Given that AI does not offer uniform solutions across lesson-planning tasks, teacher education programs should explicitly model selective and strategic AI use. Preservice teachers should be guided to determine when AI outputs may be directly integrated, when revision is required, and when manual intervention is necessary to maintain instructional quality. This study is limited to PSMTs’ perceptions and does not evaluate the quality of completed lesson plans; future research should therefore examine instructional outcomes associated with AI-assisted planning and explore how task-based perceptions of usefulness and ease of use relate to teaching effectiveness. Larger-scale and confirmatory studies, including those involving other subject areas and in-service teachers, are recommended to extend the transferability of these findings.
Footnotes
Acknowledgements
The author acknowledges the use of ChatGPT to assist in grammar, wording, referencing, screening, and initial coding. The prompts used for grammar, wording, and referencing included “correct grammar,” “improve wording,” and “format references in APA 7th edition.” The outputs from these prompts were used to revise sentence structure, enhance clarity, and generate properly formatted in-text citations and reference entries.
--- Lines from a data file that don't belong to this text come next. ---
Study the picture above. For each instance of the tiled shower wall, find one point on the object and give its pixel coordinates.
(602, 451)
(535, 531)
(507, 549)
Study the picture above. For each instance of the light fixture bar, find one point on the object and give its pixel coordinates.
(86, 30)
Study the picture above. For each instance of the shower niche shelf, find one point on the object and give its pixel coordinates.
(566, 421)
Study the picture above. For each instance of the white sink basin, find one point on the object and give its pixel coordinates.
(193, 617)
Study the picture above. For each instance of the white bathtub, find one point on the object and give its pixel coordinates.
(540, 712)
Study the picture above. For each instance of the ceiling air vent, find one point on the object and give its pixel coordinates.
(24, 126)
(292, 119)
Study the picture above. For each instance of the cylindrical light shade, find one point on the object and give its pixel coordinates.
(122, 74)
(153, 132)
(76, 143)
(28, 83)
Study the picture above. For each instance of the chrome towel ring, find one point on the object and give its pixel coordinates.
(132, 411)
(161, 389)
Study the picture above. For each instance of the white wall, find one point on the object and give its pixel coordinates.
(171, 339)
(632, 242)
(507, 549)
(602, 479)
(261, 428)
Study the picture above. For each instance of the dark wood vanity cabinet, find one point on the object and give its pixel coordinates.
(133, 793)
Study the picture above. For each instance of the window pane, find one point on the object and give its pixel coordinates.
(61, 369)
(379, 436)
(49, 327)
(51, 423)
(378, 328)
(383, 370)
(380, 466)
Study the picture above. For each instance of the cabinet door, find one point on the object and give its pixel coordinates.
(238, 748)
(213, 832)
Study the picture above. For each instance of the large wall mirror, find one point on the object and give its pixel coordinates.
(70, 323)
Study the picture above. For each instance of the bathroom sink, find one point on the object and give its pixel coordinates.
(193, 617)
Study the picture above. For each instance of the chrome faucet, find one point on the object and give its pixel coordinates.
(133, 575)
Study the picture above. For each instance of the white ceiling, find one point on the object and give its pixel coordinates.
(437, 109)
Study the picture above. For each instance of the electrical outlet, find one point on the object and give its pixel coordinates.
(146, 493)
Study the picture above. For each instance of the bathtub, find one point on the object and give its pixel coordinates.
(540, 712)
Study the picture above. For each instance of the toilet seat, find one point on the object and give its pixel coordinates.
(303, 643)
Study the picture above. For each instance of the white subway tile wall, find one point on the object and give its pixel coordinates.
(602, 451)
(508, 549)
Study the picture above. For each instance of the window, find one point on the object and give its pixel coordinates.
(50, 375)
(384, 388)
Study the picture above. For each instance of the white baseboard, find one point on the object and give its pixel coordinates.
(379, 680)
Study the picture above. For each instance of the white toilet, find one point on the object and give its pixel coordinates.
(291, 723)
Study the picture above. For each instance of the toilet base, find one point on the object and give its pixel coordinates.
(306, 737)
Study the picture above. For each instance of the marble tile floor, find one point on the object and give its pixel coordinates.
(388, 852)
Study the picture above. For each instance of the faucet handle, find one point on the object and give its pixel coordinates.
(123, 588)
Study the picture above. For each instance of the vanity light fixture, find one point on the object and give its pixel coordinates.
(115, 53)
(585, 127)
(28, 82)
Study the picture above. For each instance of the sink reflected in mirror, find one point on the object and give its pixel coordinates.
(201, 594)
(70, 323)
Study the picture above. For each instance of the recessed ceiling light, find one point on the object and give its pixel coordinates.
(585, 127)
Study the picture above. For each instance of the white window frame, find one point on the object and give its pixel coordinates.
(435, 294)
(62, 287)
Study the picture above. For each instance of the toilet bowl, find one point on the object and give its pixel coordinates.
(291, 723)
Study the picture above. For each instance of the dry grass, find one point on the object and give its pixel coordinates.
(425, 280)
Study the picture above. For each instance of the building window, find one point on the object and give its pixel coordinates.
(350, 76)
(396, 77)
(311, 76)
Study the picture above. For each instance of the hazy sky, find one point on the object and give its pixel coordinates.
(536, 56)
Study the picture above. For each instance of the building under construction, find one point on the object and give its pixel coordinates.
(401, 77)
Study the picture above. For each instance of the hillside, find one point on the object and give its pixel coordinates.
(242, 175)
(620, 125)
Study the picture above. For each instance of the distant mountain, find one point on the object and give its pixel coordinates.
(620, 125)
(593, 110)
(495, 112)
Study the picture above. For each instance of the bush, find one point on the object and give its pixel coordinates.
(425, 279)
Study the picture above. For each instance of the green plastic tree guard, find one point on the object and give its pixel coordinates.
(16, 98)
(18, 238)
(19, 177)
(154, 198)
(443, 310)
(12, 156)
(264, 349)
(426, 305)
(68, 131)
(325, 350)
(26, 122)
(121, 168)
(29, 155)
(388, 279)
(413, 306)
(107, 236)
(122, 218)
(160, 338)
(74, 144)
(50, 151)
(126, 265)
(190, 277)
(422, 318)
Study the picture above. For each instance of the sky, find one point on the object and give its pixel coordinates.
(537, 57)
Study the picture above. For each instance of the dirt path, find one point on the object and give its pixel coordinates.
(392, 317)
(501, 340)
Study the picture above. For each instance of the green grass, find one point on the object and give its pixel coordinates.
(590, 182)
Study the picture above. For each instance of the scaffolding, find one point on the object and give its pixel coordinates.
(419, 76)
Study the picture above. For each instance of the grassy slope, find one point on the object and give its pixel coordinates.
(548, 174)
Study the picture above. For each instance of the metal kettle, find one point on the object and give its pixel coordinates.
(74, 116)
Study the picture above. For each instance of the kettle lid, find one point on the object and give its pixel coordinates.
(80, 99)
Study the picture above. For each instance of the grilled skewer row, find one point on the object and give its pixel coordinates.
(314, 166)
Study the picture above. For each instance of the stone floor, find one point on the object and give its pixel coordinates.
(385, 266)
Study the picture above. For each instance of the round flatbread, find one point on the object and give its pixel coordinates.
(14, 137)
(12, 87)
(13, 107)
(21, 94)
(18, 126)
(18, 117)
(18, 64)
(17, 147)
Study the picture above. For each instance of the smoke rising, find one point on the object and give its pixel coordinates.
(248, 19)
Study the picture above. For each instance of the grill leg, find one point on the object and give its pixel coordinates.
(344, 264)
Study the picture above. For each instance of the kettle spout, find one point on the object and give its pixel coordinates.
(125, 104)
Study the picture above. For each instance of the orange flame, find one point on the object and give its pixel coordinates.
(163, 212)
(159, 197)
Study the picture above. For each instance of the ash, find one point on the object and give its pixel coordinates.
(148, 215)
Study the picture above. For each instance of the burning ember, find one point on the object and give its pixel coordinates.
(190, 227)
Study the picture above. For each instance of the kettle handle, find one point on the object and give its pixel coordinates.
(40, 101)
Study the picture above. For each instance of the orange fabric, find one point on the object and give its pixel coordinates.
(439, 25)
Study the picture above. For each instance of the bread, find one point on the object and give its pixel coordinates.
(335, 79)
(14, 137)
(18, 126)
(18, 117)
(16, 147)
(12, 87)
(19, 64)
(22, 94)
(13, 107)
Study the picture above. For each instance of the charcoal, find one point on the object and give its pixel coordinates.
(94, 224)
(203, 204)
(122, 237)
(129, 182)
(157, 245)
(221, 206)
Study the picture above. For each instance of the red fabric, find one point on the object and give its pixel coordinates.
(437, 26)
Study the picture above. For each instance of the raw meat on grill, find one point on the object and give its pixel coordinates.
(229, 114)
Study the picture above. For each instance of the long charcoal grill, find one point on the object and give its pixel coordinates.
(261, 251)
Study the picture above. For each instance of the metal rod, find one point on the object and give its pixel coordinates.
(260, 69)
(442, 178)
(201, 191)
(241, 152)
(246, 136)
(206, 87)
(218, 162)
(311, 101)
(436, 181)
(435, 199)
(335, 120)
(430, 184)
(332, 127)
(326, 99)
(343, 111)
The prompts used for initial coding are presented in Appendix A; the resulting outputs were carefully checked and manually revised by the researcher and another coder. While acknowledging the use of AI, the author affirms that he is the sole author of this article and takes full responsibility for its content, in accordance with COPE recommendations.
Ethical Approval and Informed Consent
All participants were at least 18 years old and provided informed consent to participate. Each submitted a signed consent form outlining the study's purpose, their rights, and the voluntary nature of their participation. The study underwent ethical review and received clearance from the Philippine Normal University Research Ethics Committee (REC Code: 2025-076).
Funding
The author received no financial support for the research, authorship, and/or publication of this article.
Declaration of Conflicting Interests
The author declared no potential conflicts of interest with respect to the research, authorship, and/or publication of this article.
Data Availability
The data supporting the findings of this study are available from the corresponding author upon request.